The man's appearance amply bore out his words; his manner was altered
for the worse; and except for the moment when he had first announced his
terror, he had not once looked the lawyer in the face. Even now, he sat
with the glass of wine untasted on his knee, and his eyes directed to a
corner of the floor. "I can bear it no more," he repeated.

"Come," said the lawyer, "I see you have some good reason, Poole; I see
there is something seriously amiss. Try to tell me what it is."

"I think there's been foul play," said Poole, hoarsely.

"Foul play!" cried the lawyer, a good deal frightened and rather
inclined to be irritated in consequence. "What foul play! What does the
man mean?"

"I daren't say, sir," was the answer; "but will you come along with me
and see for yourself?"

Mr. Utterson's only answer was to rise and get his hat and greatcoat;
but he observed with wonder the greatness of the relief that appeared
upon the butler's face, and perhaps with no less, that the wine was
still untasted when he set it down to follow.
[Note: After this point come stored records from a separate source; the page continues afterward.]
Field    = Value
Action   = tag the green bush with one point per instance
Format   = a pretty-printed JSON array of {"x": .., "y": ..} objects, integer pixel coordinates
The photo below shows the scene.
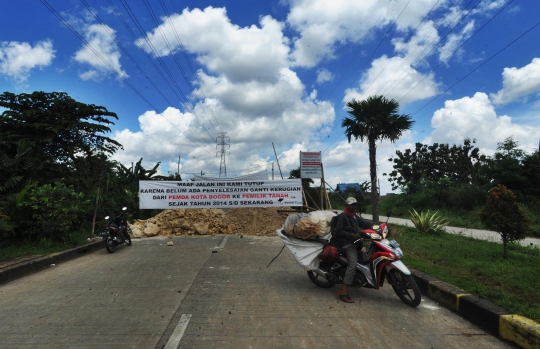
[
  {"x": 56, "y": 211},
  {"x": 503, "y": 214},
  {"x": 428, "y": 222}
]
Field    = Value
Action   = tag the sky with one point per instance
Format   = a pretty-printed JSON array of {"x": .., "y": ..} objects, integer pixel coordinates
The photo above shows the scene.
[{"x": 276, "y": 75}]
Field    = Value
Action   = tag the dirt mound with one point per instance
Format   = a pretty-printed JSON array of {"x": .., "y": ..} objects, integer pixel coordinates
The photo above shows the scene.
[{"x": 238, "y": 221}]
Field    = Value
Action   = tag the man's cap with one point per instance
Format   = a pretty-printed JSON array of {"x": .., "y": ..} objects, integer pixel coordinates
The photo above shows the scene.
[{"x": 350, "y": 201}]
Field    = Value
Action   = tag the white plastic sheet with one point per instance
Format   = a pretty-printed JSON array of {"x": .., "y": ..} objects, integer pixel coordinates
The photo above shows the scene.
[{"x": 305, "y": 252}]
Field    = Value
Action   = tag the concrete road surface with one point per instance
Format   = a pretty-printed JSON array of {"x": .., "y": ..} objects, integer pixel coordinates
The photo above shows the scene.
[{"x": 151, "y": 295}]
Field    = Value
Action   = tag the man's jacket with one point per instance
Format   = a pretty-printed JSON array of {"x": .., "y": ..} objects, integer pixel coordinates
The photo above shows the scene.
[{"x": 346, "y": 226}]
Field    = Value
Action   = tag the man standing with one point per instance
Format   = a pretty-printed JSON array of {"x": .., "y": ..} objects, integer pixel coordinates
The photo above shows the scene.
[{"x": 345, "y": 233}]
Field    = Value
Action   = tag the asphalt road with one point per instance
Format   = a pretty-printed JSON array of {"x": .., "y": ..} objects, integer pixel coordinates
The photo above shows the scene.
[{"x": 151, "y": 295}]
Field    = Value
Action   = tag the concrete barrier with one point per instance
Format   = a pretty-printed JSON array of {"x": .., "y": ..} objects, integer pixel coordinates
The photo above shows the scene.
[{"x": 494, "y": 319}]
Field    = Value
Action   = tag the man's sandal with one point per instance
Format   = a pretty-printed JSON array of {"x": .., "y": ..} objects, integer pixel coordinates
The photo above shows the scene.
[{"x": 345, "y": 297}]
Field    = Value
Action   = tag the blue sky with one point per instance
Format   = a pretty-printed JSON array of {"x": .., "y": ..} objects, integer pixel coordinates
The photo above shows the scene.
[{"x": 179, "y": 72}]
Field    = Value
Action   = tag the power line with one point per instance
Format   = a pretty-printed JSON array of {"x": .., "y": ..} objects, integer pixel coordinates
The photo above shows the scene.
[
  {"x": 134, "y": 62},
  {"x": 433, "y": 48},
  {"x": 372, "y": 54},
  {"x": 171, "y": 51},
  {"x": 83, "y": 40},
  {"x": 188, "y": 60},
  {"x": 476, "y": 32},
  {"x": 143, "y": 34},
  {"x": 478, "y": 67},
  {"x": 423, "y": 51}
]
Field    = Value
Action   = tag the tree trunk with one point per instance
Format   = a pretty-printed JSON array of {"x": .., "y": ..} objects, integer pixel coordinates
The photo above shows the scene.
[{"x": 373, "y": 173}]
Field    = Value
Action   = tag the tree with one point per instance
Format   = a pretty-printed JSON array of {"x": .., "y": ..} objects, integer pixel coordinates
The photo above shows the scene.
[
  {"x": 503, "y": 215},
  {"x": 436, "y": 162},
  {"x": 375, "y": 119},
  {"x": 506, "y": 167},
  {"x": 64, "y": 135}
]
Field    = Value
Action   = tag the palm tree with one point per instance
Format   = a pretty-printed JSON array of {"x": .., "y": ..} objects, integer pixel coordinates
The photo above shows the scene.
[{"x": 373, "y": 119}]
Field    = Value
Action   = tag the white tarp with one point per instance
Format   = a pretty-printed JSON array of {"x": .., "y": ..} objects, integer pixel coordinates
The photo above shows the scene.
[
  {"x": 219, "y": 194},
  {"x": 305, "y": 252}
]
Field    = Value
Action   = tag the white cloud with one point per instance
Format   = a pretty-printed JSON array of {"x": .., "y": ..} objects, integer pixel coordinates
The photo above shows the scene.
[
  {"x": 519, "y": 83},
  {"x": 324, "y": 75},
  {"x": 324, "y": 25},
  {"x": 17, "y": 59},
  {"x": 476, "y": 118},
  {"x": 240, "y": 54},
  {"x": 102, "y": 55},
  {"x": 393, "y": 79},
  {"x": 245, "y": 88}
]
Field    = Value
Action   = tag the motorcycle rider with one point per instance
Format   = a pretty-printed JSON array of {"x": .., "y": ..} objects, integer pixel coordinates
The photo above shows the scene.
[{"x": 345, "y": 233}]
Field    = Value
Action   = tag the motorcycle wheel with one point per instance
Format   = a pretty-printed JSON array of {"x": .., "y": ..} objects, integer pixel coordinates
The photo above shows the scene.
[
  {"x": 110, "y": 244},
  {"x": 319, "y": 280},
  {"x": 405, "y": 287}
]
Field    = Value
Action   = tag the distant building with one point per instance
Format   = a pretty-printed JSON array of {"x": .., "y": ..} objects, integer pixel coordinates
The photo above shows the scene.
[{"x": 341, "y": 187}]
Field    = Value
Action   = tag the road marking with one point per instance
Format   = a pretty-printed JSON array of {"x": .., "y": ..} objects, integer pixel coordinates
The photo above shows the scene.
[
  {"x": 223, "y": 241},
  {"x": 178, "y": 332}
]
It was a wild, cold, seasonable night of March, with a pale moon, lying
on her back as though the wind had tilted her, and flying wrack of the
most diaphanous and lawny texture. The wind made talking difficult, and
flecked the blood into the face. It seemed to have swept the streets
unusually bare of passengers, besides; for Mr. Utterson thought he had
never seen that part of London so deserted. He could have wished it
otherwise; never in his life had he been conscious of so sharp a wish to
see and touch his fellow-creatures; for struggle as he might, there was
borne in upon his mind a crushing anticipation of calamity. The square,
when they got there, was full of wind and dust, and the thin trees in
the garden were lashing themselves along the railing. Poole, who had
kept all the way a pace or two ahead, now pulled up in the middle of
the pavement, and in spite of the biting weather, took off his hat and
mopped his brow with a red pocket-handkerchief. But for all the hurry of
his coming, these were not the dews of exertion that he wiped away, but
the moisture of some strangling anguish; for his face was white and his
voice, when he spoke, harsh and broken.

"Well, sir," he said, "here we are, and God grant there be nothing
wrong."

"Amen, Poole," said the lawyer.

Thereupon the servant knocked in a very guarded manner; the door was
opened on the chain; and a voice asked from within, "Is that you,
Poole?"

"It's all right," said Poole. "Open the door."

The hall, when they entered it, was brightly lighted up; the fire was
built high; and about the hearth the whole of the servants, men and
women, stood huddled together like a flock of sheep. At the sight of Mr.
Utterson, the housemaid broke into hysterical whimpering; and the cook,
crying out "Bless God! it's Mr. Utterson," ran forward as if to take him
in her arms.

"What, what? Are you all here?" said the lawyer peevishly. "Very
irregular, very unseemly; your master would be far from pleased."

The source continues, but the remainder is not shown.